Talk to them, listen to what they have to say and some themes emerge.
First, Model Town still rankles. Even though Qadri is there on Constitution Avenue, the protester newly drawn to Imran tends to start with Model Town.
How can you kill people in cold blood in Lahore? And then not let an FIR be registered? What kind of government does that?
Model Town was the original rupture, at least for the new protester. And Model Town is a powerful lightning rod because the crime was so manifest, the injustice so clear — no explanation is needed nor can responsibility be denied.
Second, it is the election. The new protester, the man or woman who last year was a last-minute voter or didn’t get around to voting at all, is angry about May 2013.
It’s not about specific rigging allegations or minutiae of ROs and stuffed ballot boxes; it’s a far more basic question that Imran has succeeded in making them wonder about: why should votes — any votes — cast legitimately not be counted?
What is this system which decides that since an overall result was expected anyway, why bother about some people being cheated out of their vote?
That grievance by the new protester is expressed in several ways and it has the power of simplicity, and principle, on its side.
Why do we have elections in the first place, where votes are counted and results tabulated, if it’s already known who’s going to win?
Or: if the PML-N wins a fresh election, so be it, but what’s this business about not being able to ensure that every vote is counted? What kind of democracy is this?
Why, in this day and age, are we to accept a process where some people’s vote gets counted and recorded accurately and others’ not?
And: what is the government afraid of? If they won, then why can’t they just satisfy Imran that they won fair and square?
What’s the harm in doing what Imran asks, the new protester is wondering, especially since everyone agrees that the process was flawed. What great principle is at stake which prevents votes from being recounted?

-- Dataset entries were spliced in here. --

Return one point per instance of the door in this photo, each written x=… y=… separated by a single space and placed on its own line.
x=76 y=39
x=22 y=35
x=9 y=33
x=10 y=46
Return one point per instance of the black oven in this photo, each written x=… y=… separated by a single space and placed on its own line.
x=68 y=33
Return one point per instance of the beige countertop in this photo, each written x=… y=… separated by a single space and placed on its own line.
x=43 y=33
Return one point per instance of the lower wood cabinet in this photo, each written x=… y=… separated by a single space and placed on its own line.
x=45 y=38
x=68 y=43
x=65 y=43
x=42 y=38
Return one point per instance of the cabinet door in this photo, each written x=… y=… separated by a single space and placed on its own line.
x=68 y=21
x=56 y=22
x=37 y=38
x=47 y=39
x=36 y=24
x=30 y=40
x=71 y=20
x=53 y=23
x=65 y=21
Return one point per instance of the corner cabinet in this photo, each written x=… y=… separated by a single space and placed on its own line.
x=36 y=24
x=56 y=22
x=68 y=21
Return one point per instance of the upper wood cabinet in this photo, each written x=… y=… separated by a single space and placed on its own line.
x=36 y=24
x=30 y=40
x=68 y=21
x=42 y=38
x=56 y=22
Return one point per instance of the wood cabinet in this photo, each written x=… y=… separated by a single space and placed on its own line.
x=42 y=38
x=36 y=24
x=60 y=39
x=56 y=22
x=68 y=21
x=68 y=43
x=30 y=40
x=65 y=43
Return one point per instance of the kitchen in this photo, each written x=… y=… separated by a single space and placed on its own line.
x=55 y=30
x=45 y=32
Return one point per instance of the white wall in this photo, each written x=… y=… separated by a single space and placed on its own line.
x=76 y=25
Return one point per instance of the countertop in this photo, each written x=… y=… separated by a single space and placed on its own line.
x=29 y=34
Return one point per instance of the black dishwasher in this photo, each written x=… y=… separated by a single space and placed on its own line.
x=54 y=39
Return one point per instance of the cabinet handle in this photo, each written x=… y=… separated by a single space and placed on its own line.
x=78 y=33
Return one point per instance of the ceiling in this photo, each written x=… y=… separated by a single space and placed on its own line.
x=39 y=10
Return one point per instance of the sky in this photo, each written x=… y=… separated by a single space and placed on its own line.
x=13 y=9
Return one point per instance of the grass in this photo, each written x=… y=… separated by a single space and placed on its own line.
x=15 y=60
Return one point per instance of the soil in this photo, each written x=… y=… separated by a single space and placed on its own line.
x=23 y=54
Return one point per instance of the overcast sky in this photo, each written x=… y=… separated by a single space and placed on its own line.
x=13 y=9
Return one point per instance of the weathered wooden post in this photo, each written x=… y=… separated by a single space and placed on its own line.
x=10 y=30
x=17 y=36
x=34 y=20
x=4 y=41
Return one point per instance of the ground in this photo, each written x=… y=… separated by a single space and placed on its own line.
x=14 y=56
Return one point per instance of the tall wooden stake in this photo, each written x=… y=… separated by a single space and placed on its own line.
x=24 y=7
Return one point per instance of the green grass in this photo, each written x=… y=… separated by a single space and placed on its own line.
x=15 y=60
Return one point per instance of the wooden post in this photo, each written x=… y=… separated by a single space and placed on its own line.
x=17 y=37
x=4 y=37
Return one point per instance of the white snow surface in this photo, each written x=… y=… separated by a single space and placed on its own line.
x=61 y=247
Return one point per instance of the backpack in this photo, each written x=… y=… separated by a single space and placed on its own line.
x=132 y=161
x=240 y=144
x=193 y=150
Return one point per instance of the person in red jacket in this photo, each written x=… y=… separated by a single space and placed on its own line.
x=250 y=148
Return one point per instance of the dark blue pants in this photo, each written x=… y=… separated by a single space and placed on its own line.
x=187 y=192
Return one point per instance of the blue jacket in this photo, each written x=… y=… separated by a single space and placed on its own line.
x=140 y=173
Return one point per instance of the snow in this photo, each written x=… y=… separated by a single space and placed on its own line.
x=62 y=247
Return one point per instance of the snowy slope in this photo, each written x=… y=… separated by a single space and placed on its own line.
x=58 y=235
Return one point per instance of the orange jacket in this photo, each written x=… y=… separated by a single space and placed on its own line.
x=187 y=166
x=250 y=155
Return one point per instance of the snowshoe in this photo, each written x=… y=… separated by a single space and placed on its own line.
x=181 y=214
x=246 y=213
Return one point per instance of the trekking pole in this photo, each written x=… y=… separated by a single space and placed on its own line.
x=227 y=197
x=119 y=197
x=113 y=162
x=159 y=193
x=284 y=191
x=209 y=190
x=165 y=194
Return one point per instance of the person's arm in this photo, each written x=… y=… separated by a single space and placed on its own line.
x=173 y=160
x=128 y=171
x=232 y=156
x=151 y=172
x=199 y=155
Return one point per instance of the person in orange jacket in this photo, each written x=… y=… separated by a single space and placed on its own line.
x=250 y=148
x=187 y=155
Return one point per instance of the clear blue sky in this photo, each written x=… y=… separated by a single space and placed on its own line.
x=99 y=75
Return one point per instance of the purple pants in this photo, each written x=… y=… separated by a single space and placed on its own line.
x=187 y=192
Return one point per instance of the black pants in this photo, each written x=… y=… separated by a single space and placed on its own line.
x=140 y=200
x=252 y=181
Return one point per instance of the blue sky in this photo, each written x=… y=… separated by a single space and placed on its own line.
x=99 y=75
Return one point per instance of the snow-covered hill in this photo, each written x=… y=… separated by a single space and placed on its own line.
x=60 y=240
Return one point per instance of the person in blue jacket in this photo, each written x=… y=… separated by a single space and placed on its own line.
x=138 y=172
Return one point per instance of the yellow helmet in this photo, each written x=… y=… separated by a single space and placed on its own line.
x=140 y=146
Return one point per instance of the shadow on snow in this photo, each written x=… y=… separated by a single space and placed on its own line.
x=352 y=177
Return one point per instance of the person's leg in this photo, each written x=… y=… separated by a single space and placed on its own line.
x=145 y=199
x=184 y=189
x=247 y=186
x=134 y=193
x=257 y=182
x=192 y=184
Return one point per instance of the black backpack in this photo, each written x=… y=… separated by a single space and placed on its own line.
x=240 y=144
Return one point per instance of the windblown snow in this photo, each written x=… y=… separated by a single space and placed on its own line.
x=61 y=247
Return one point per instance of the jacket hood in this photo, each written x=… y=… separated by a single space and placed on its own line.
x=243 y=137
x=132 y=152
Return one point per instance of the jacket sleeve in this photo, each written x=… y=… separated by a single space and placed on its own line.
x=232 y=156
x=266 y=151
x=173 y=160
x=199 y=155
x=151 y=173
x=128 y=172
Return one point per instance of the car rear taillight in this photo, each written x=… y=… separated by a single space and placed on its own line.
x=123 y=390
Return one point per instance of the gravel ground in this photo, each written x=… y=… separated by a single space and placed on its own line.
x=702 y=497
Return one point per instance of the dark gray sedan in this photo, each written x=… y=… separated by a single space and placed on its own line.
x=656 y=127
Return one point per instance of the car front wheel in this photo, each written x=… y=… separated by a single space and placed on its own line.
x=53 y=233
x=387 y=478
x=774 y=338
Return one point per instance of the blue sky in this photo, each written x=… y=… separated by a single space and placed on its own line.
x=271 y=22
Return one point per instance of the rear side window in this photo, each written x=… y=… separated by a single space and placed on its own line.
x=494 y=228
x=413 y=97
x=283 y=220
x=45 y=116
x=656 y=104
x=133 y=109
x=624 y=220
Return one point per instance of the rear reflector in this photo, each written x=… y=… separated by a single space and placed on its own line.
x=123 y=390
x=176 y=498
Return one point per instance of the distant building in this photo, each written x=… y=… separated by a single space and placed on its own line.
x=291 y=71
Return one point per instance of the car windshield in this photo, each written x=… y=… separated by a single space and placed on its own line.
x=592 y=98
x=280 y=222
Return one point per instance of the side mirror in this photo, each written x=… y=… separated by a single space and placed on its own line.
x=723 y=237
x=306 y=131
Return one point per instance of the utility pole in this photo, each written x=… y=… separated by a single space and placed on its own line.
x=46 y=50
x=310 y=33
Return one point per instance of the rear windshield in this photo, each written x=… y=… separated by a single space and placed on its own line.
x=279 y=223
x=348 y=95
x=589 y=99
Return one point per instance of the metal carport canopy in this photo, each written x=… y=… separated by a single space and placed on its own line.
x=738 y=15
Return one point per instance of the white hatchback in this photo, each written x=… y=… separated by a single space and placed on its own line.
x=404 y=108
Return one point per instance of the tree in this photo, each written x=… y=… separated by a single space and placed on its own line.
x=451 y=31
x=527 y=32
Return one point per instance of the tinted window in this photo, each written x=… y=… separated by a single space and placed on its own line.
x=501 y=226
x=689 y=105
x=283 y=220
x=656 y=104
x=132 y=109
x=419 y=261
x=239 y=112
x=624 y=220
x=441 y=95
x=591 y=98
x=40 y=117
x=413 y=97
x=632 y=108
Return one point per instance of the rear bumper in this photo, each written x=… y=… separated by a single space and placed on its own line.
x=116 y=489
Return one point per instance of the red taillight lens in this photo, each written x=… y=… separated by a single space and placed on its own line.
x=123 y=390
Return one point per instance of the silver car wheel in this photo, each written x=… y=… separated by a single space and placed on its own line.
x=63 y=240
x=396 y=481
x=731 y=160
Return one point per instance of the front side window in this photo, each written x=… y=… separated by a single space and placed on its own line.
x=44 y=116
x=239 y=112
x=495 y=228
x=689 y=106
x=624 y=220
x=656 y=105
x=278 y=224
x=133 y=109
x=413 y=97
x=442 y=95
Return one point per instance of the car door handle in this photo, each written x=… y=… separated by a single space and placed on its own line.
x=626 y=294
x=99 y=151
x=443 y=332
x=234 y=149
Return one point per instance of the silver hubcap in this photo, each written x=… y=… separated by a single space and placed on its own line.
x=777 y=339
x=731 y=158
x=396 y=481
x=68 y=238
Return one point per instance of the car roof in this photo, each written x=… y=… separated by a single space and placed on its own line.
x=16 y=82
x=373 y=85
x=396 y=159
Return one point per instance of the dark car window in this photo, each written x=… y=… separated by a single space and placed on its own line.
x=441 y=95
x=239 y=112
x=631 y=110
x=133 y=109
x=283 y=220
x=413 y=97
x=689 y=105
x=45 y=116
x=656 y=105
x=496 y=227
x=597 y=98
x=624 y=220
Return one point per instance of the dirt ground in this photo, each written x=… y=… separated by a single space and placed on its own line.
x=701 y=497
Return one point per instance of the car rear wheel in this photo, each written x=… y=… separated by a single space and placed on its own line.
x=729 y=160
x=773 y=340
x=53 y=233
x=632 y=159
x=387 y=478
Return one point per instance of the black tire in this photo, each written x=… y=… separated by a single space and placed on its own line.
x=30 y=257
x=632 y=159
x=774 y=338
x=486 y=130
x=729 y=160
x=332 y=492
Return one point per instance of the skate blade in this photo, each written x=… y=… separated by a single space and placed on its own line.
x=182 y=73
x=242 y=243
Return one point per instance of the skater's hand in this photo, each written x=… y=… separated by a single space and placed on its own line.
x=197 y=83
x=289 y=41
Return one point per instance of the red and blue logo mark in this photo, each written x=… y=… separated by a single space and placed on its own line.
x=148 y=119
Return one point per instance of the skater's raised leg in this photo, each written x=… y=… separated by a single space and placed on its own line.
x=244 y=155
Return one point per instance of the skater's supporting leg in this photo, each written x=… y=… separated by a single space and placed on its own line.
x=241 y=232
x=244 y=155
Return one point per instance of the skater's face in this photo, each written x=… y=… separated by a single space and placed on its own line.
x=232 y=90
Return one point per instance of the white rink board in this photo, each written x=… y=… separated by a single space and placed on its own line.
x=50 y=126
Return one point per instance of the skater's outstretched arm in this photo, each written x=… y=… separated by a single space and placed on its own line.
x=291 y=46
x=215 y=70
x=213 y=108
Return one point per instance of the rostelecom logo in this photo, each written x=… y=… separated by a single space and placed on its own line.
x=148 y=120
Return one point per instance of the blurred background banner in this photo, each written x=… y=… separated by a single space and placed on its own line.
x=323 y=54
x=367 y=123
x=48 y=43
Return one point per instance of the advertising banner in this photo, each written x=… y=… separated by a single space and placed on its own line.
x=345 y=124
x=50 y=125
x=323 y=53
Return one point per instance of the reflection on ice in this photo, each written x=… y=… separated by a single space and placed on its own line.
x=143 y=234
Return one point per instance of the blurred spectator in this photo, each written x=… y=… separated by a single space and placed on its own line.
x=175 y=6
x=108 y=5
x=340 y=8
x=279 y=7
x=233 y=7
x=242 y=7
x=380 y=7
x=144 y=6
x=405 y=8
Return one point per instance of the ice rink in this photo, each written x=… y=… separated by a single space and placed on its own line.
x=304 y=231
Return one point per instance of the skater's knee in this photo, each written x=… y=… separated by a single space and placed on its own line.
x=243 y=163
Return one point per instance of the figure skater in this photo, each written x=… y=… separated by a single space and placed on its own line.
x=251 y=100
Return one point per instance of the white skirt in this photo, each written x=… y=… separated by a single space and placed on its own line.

You can ask this new protester, the one drawn to Imran since the summer, all kinds of things. Was 2002 or 2008 fair? If 2013 was an improvement on 2008 and 2008 an improvement on 2002, then aren’t we at least moving in the right direction?
Is it not obvious that the army has, thanks to the endless protests, reoccupied much of the political space that ought to belong to the civilians? If elections are to be redone just because someone isn’t happy with the result, what kind of precedent would that set?
But the questions are easily deflected. If rigging happened in the past that doesn’t mean it should be ignored today. Demanding fair elections does not mean inviting the army into politics, rather the opposite.
And the kicker, the weapon that the new protester can use to shoot down most questions: Imran is the only one saying this stuff — and that’s why he deserves our support.
Here’s why that’s so potent: it’s true.
Imran may be saying a lot of loopy things, he may come up with kooky ideas galore and he may not have much of a grasp on how to fix things, but in his basic, essential point he is right: the election was not free and fair nor was it completely transparent.
And Imran is the only one who is saying that is unacceptable.
You can explain why a credible and acceptable May 2013 was progress, why democratic disruption may help anti-democratic forces, why Imran didn’t come close to winning, but to those who have heard Imran and absorbed his basic point, how do you explain that tainted is OK, that they should get over it and move on, vote counted or not?
You can’t. Which is why Imran is resonating and there’s more than a trickle of new converts every week.